Und was ist gesünder?
So lecker und umweltschonend eine vegetarische oder vegane Ernährung ist, so heftig wird sie auch seit jeher diskutiert. Unklarheiten und Kontroversen heizen insbesondere öffentliche Auseinandersetzungen mit dem Thema immer wieder an. Der griechische Arzt Hippokrates sagte seinerzeit: „Eure Nahrung sei eure Medizin und eure Medizin sei eure Nahrung“ und meinte damit nichts anderes, als dass Krankheit und Gesundheit unmittelbar mit unserer Ernährung zusammenhängen. Nach Ansicht der Academy of Nutrition and Dietetics,8 ist eine gut gestaltete vegan-vegetarische Ernährung für alle Alters- und Lebensphasen geeignet. Zurückhaltender ist die Deutsche Gesellschaft für Ernährung (DGE), die sich nicht klar für eine vegane Ernährung in allen Lebensphasen ausspricht.9 Erwiesen ist dagegen, dass Vegetarier*innen und Veganer*innen seltener an „Volkskrankheiten“ wie Herzerkrankungen, Typ-2-Diabetes und Übergewicht erkranken als Menschen, die viele Fleischprodukte konsumieren. Auch die Cholesterinwerte im Blut unterscheiden sich deutlich zu Gunsten der nicht-fleischverzehrenden Bevölkerung, da pflanzliche Lebensmittel einen sehr geringen Cholesterol-Anteil aufweisen.10 Ein starker Zusammenhang besteht Studien zufolge zudem zwischen der Erkrankung an Darmkrebs und dem übermäßigen Verzehr von rotem und verarbeitetem Fleisch.11 Allerdings beschäftigen sich vegan oder vegetarisch lebende Menschen häufig generell sehr viel mit Themen wie Ernährung, Inhaltsstoffen und Nährwerten und pflegen einen insgesamt gesünderen, von körperlicher Aktivität geprägten Lebensstil, sodass die positiven Auswirkungen auf Körpergewicht und Herzgesundheit natürlich zusätzlich verstärkt werden und nicht allein auf die fleischlose Komponente in der Ernährung zurückgeführt werden können.
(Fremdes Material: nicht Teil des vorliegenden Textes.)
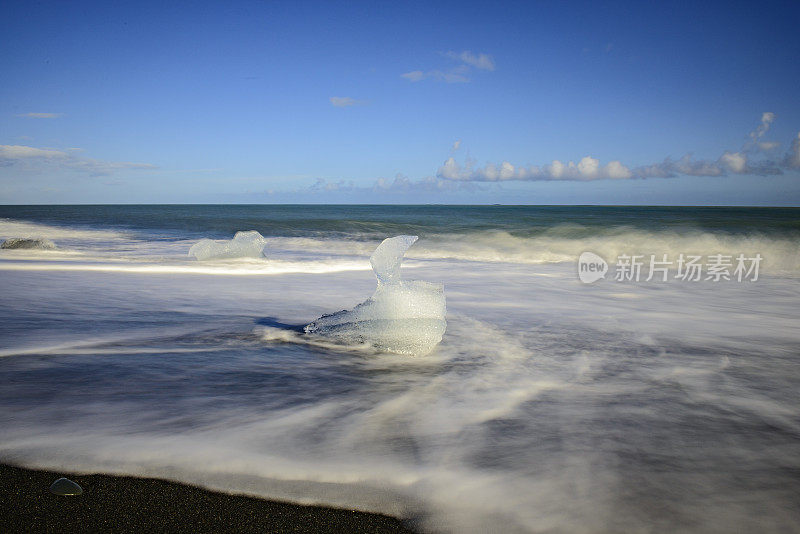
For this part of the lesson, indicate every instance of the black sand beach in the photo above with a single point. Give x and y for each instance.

Neben möglichen Auswirkungen des Fleischkonsums auf unsere Gesundheit per se, haben auch externe Faktoren in der Fleischproduktion einen Einfluss auf uns. Der hohe Antibiotikaeinsatz in der Tierhaltung kann beispielsweise zu Antibiotikaresistenzen beim Konsumenten führen, die eine Behandlung von Erkrankungen zunehmend erschweren. Rund 733 Tonnen Antibiotika werden in Deutschland pro Jahr an Tierärzte abgegeben.12 Im Freiland gehaltene Tiere weisen darüber hinaus eine hohe Dioxinbelastung auf,13 die unserer Leber erheblich schadet.14 Aufgrund dieser externen Umstände ist bislang unklar, ob auch der Verzehr von Fleisch-Imitaten aus dem Reagenzglas dieselben gesundheitlichen Risiken mit sich bringt wie der Verzehr von traditionellem Fleisch. Oder anders gesagt: So lange nicht eindeutig nachgewiesen werden kann, ob die negativen Folgen für unsere Gesundheit aus dem Fleischverzehr an sich resultieren oder ob sie im Wesentlichen auf die Tierhaltung und Weiterverarbeitung zurückzuführen sind, kann keine valide Aussage darüber getroffen werden, ob zellbasiertes Fleisch gesünder als herkömmliches Fleisch ist. Zudem ist bislang nicht vollständig erforscht, ob zellbasiertes Fleisch seinerseits noch ganz andere, negative Auswirkungen auf unseren Organismus haben kann.
Auch bei pflanzenbasierten Fleisch- und Milchalternativen ist nicht alles Gold, was glänzt. Insbesondere zwischen konventionellen Erzeugnissen und solchen aus ökologischer Erzeugung bestehen zum Teil große Unterschiede hinsichtlich ihrer enthaltenen Zusatz- und Nährstoffe.